On Monday, Wednesday, and Friday, we had nothing to do with each other.
And I mean nothing. We didn’t talk on the telephone. We didn’t email. Texting wasn’t a thing then, but if it was, we wouldn’t have.
We are systematic people, and this worked very well for us. It increased the value of the time we spent together. Absence makes the heart grow fonder, and all that. But it also afforded us significant, reliable time in which to do our respective own things.
Understand one other thing, too. Lea moved straight out of her parents’ home into her own place, living by herself. I did the same thing. We had each lived as a dependent child, and we had each lived alone. Neither of us had ever had a roommate.
And on May 10, 1997, we stood under the pavilion at Burritt Museum and declared, among other things and in so many words, that we’d now be roommates forever.
When you get married, there’s love, and commitment, and respect, and all that. But you know the first time that roommate aspect of it is really rammed home for you? When you’ve had just about enough of her crap, and you idly think “when is she going home?”
She is home, sport.
And so are you.
You know, a lot of young people don’t particularly want advice. Us oldsters (heh) keep giving it because we know that as long as we do, there’s at least some chance it will be heard. I give very consistent advice to any young person of either sex who is looking for a mate:
When you are truly all right by yourself is when you are best equipped to be with someone else.
Intimacy is a superset of vulnerability, and it must be a voluntary transaction.
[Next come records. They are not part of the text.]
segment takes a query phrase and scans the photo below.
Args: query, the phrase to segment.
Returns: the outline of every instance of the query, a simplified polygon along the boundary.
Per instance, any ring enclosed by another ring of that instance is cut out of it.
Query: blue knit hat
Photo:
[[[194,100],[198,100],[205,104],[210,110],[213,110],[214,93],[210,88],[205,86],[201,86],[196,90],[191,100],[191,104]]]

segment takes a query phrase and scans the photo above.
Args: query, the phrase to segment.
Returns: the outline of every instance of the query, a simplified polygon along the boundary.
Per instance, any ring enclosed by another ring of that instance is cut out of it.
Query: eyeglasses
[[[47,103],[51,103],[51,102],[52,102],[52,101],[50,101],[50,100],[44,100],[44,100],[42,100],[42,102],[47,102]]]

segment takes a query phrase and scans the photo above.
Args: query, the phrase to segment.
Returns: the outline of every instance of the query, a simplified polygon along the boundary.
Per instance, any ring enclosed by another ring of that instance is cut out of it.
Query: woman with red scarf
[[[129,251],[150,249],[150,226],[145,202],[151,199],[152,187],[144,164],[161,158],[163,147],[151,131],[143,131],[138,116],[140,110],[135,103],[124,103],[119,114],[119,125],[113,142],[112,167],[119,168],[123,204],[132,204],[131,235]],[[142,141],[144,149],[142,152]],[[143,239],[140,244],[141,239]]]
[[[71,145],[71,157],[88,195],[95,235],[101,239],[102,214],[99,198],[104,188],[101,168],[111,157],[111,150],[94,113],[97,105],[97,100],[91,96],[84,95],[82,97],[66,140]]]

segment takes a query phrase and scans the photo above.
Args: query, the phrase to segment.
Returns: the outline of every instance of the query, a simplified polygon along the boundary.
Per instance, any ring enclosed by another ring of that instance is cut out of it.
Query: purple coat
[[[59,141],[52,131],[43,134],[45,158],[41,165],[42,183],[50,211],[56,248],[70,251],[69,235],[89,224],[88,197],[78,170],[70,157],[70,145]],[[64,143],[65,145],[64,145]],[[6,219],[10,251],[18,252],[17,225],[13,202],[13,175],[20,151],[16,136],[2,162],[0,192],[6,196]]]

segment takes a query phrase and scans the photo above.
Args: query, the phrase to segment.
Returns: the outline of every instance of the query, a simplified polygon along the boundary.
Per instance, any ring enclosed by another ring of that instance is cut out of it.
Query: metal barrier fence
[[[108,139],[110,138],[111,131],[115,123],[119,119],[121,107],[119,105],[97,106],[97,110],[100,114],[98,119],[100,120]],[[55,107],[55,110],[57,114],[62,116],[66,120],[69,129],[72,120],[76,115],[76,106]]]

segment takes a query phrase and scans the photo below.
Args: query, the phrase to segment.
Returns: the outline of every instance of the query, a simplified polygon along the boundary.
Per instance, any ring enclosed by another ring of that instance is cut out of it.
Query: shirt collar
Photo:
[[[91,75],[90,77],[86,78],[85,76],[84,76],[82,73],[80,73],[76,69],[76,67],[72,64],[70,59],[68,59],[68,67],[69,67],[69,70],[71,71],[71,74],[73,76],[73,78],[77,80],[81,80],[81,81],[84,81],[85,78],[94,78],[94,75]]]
You have to decide to roll over and expose your soft underbelly. Doing so says two things to your partner:
- I’m trusting you not to rip me open; and
- I think we can grow something bigger than just the two of us added together.
That “something bigger” is, I’m convinced, among the most profound wonders that we can experience in our earthly existences. I am a better man for Lea. Of that I have no doubt.
But see, I brought a strong hand in. So did she. What of those strong hands?
Guess what? Even in the healthiest marriages, it is perfectly reasonable to want to get away from each other once in a while. Even in the healthiest marriages, you can have a (gasp) sense of self about you.
You won’t get relief when she goes home, because, yeah, she is home. Wow, is that ever an adjustment in the first year or so.
But it’s absolutely all right, from time to time, to be happy at opposite ends of the house for the evening. She’s a human being. He is too. Both have foibles. Some of them respond to a concentrated examination, but some don’t. Some are things you’re resigned to
tolerate work with long-term.
When, acutely, this evening, you’re not going to get to (at least) détente on one of those things, then off to your corners, and it’s all good. We’ll pick back up in the morning.
I’ve said for some time that a cornerstone of a successful marriage is the absence of perceived alternatives. When you are both on that same page, and you understand that however you solve the problem, you believe in your soul that you’ll solve it within the framework of you staying together, then you’ve gone a long way toward not contributing to the ridiculous divorce rate.
When you’re operating in that framework, then you almost can’t fail.